Tripoli, Libya - Ramadan might not seem like the ideal time to attempt a government overthrow.
The Islamic holy month, which began earlier this month and is now entering its final week, is best known for its all-day fasts, which would sap the energy of the most ardent rebels.
In Libya, where rebel fighters entered the capital over the weekend, appearing to usher in what some world leaders and experts say are the last days of Moammar Gadhafi's regime, Ramadan is coinciding with some of the summer’s hottest days. Hardly ideal weather for staging street fights against a deeply entrenched regime.
And Ramadan, with its calls for Muslims to show compassion and to step back from worldly affairs for a month of purification, might not seem conducive to calls for regime toppling.
But experts say that Ramadan probably helped intensify the Libyan civil war and likely played a contributing role in taking the six-month old conflict to a dramatic new level.
And they say that a similar Ramadan effect is at work in Syria, where protests against the government of Syrian President Bashar al-Assad have grown over recent weeks, and possibly in other countries where the Arab Spring is raging.
“During the month of fasting, people are praying at night at mosque and are allowed to connect with other Muslims, praying about God promising justice and rulers who are compassionate,” said Akbar Ahmed, an Islamic studies professor at American University in Washington. “And they think of the reality of these brutal, completely mad regimes, and there’s a sense of ‘we have to do something - it’s now or never.’ ”
In a country like Libya, Ahmed said, where most universities and religious schools have been shut down by the government or are tightly controlled by it, mosques are among the only places where the country’s overwhelmingly Muslim population can gather and speak freely.

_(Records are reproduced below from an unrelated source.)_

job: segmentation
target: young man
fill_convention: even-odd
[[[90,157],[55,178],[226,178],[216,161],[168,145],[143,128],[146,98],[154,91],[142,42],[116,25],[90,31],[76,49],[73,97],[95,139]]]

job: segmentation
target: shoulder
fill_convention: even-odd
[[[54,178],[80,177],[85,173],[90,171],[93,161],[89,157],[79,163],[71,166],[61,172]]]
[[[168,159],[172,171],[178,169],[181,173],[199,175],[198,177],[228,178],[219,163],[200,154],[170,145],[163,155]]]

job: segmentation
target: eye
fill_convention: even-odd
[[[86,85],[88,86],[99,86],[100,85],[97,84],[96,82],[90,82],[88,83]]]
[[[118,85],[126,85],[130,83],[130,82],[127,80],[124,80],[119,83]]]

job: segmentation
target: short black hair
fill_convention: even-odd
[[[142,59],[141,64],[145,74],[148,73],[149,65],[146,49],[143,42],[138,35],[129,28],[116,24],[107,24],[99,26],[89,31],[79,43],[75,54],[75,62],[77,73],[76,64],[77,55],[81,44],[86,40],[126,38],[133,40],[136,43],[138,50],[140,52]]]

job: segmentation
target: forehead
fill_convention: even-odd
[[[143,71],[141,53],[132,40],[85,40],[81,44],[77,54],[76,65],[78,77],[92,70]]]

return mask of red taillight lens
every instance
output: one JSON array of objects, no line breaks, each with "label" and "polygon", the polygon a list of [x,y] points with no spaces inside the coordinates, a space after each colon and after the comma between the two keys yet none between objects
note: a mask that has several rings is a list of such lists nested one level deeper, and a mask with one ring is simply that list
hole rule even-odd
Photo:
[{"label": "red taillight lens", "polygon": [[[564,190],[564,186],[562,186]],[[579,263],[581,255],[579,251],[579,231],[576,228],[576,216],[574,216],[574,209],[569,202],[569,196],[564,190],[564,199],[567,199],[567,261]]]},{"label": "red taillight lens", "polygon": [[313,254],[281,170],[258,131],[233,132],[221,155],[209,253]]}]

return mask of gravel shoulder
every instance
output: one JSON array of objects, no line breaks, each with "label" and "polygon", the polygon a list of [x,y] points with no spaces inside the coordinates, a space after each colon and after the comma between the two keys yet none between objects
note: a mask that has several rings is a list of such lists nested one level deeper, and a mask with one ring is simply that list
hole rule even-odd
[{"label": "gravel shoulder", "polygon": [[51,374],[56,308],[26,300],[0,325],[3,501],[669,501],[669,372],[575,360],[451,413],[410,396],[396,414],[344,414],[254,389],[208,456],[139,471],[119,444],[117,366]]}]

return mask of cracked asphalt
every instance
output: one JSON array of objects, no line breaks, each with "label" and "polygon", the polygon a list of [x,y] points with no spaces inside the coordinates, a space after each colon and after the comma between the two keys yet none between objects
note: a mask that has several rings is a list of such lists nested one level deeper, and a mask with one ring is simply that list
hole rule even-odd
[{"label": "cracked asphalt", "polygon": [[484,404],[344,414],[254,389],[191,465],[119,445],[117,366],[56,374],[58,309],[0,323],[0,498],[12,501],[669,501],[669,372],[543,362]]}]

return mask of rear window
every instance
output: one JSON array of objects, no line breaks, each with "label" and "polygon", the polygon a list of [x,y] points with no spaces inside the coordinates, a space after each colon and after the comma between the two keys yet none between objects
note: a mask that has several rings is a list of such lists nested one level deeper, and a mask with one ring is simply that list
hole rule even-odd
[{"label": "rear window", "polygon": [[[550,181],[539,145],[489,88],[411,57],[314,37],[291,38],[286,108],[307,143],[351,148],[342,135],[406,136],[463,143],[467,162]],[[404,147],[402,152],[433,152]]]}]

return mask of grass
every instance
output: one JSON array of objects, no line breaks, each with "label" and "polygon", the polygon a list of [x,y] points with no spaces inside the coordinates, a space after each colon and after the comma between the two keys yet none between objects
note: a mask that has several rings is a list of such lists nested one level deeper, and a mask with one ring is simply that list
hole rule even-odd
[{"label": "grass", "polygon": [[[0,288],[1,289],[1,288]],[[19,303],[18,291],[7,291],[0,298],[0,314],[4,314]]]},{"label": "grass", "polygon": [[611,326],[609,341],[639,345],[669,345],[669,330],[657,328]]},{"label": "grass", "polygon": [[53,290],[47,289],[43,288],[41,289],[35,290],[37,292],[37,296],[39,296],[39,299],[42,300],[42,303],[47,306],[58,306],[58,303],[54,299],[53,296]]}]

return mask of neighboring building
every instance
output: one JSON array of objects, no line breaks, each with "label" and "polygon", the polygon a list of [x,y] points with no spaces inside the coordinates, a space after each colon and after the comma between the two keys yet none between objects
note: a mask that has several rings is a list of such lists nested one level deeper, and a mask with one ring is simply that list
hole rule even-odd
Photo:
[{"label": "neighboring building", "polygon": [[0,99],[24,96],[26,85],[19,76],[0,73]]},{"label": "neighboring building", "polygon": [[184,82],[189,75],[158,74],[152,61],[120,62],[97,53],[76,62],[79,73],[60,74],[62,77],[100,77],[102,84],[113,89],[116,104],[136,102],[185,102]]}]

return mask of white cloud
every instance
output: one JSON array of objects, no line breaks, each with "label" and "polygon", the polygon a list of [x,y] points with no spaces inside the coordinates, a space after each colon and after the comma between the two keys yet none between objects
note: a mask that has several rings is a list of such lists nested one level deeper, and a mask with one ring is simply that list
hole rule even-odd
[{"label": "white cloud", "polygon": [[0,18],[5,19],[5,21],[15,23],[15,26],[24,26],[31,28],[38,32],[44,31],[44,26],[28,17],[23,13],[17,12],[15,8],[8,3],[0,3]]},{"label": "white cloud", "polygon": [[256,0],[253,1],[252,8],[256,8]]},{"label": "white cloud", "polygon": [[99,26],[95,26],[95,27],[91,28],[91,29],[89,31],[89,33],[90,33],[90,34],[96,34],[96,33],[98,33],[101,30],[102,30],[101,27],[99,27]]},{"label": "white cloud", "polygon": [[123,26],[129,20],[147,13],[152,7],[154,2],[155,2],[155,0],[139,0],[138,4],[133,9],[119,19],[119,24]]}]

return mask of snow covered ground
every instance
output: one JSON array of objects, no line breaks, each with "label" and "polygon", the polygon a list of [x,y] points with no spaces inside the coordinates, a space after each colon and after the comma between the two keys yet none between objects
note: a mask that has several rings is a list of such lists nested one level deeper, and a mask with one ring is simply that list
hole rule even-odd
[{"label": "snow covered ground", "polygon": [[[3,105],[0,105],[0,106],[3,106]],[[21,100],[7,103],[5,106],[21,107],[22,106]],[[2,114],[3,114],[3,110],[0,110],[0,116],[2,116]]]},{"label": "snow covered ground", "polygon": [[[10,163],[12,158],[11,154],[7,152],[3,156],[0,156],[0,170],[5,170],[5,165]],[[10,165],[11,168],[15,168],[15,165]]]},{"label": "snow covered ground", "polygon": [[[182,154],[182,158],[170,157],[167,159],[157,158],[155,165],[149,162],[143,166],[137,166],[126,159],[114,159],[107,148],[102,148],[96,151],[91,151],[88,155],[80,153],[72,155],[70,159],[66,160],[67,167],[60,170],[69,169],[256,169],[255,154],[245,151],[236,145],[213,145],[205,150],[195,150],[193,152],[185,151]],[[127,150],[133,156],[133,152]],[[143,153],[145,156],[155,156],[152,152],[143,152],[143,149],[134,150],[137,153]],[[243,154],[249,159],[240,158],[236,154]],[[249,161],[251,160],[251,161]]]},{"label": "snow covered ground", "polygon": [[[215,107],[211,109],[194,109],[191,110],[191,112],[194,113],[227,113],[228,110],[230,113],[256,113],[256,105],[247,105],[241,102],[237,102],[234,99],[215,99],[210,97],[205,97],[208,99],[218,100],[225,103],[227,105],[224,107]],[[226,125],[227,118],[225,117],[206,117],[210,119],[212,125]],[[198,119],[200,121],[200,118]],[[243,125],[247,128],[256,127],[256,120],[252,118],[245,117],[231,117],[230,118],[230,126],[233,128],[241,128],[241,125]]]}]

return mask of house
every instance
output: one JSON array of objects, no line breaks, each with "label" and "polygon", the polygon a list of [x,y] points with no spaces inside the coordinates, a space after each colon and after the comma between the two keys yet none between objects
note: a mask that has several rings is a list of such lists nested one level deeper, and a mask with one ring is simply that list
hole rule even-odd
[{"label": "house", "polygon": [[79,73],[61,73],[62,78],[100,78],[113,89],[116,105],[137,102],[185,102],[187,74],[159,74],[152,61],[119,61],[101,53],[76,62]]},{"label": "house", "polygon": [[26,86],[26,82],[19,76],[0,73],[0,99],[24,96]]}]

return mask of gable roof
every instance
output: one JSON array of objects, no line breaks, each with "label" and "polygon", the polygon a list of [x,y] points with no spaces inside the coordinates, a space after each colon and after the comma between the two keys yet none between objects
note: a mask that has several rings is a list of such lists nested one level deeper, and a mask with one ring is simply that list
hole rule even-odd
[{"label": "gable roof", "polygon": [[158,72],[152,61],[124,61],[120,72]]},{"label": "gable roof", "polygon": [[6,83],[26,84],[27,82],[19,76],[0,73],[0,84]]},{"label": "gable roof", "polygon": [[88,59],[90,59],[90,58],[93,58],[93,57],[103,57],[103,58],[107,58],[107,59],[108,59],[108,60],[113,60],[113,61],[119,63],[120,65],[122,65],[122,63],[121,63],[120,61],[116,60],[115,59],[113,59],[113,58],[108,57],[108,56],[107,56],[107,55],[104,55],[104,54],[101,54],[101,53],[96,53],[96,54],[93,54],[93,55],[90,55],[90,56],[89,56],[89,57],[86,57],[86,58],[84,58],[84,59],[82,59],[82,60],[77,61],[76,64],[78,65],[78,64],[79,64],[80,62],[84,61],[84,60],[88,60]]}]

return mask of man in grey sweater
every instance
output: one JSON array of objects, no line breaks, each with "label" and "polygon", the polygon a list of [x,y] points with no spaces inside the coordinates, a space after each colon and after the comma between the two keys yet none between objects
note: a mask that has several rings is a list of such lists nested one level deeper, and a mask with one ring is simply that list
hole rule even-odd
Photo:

That means houses of worship are among the only places where people can organize politically.
Juan Cole, a Middle East expert at the University of Michigan, said that in the Libyan capital of the of Tripoli, the public call to prayer broadcast by many mosques on Saturday night doubled as a signal for underground rebels to join the fighting.
“The message, which was ‘God is most great,’ is what you say when you’re fighting a struggle,” said Cole. “No Muslim would have had any trouble deciphering that.”
Cole said that each day’s final Muslim prayer, for which many men head to mosque after breaking the Ramadan fast, provides a unique opportunity for social mobilization efforts.
“These prayers happen about 9:30, and when you have a big gathering of men in a mosque you can mobilize them for social action,” he said. “You can talk them up and send them out into the streets to protest, which is what’s happening in Syria.”
In Syria, which has been roiled by months of protests demanding the end to the al-Assad regime, nighttime protests have swelled during Ramadan, provoking a brutal government crackdown.
In Libya, experts said that months of NATO airstrikes against Gadhafi's installations, the organization’s increased coordination with Libyan rebels and recent rebels victories in key towns were the major factors behind opposition forces finally making it to Tripoli.
But Ramadan created a surprisingly ideal atmosphere for a stepped-up rebel campaign, they said.
Nic Robertson, CNN’s senior international correspondent, said that some Western governments worried Ramadan would mark a lull in the Libyan rebels’ campaign.
“There was a feeling that the war needed to be over by Ramadan,” Robertson said. “That didn't happen, but it focused a lot of Western minds … that and the high financial and political cost of having a protracted NATO involvement.”
“The fear was that Ramadan would mean an end to serious fighting, pushing the end of the war phase into September, which would be politically more dangerous for Cameron, Obama, Sarkozy,” Robertson said, referring to the leaders of the Britain, the U.S. and France, which all contributed to the NATO campaign.
Instead, Libyan rebels have latched onto Ramadan as a public relations opportunity.
Frederic Wehrey, a senior policy analyst at the RAND Corporation who studies Libya, says that rebels there have attempted to co-opt the Ramadan message to win popular support.
“The rebels have gotten a lot smarter and are being magnanimous,” said Wehrey. “They’re playing a smart game where they don’t have to pummel people into submission, they’re inducing people’s defections [from Gadhafi], and Ramadan is an opening for that.”
Wehrey said that although Libya is less religious than some other majority Muslim countries, Islam could play an outsized role in a post-Gadhafi government because Gadhafi has gutted other civil society institutions.
“If there’s no way to organize people, if people don’t feel like they have a voice, and the only organizations for meeting people's basic needs are religious, that translates into greater political power,” he said. “It all depends on how quickly a government can be established that meets people’s needs.”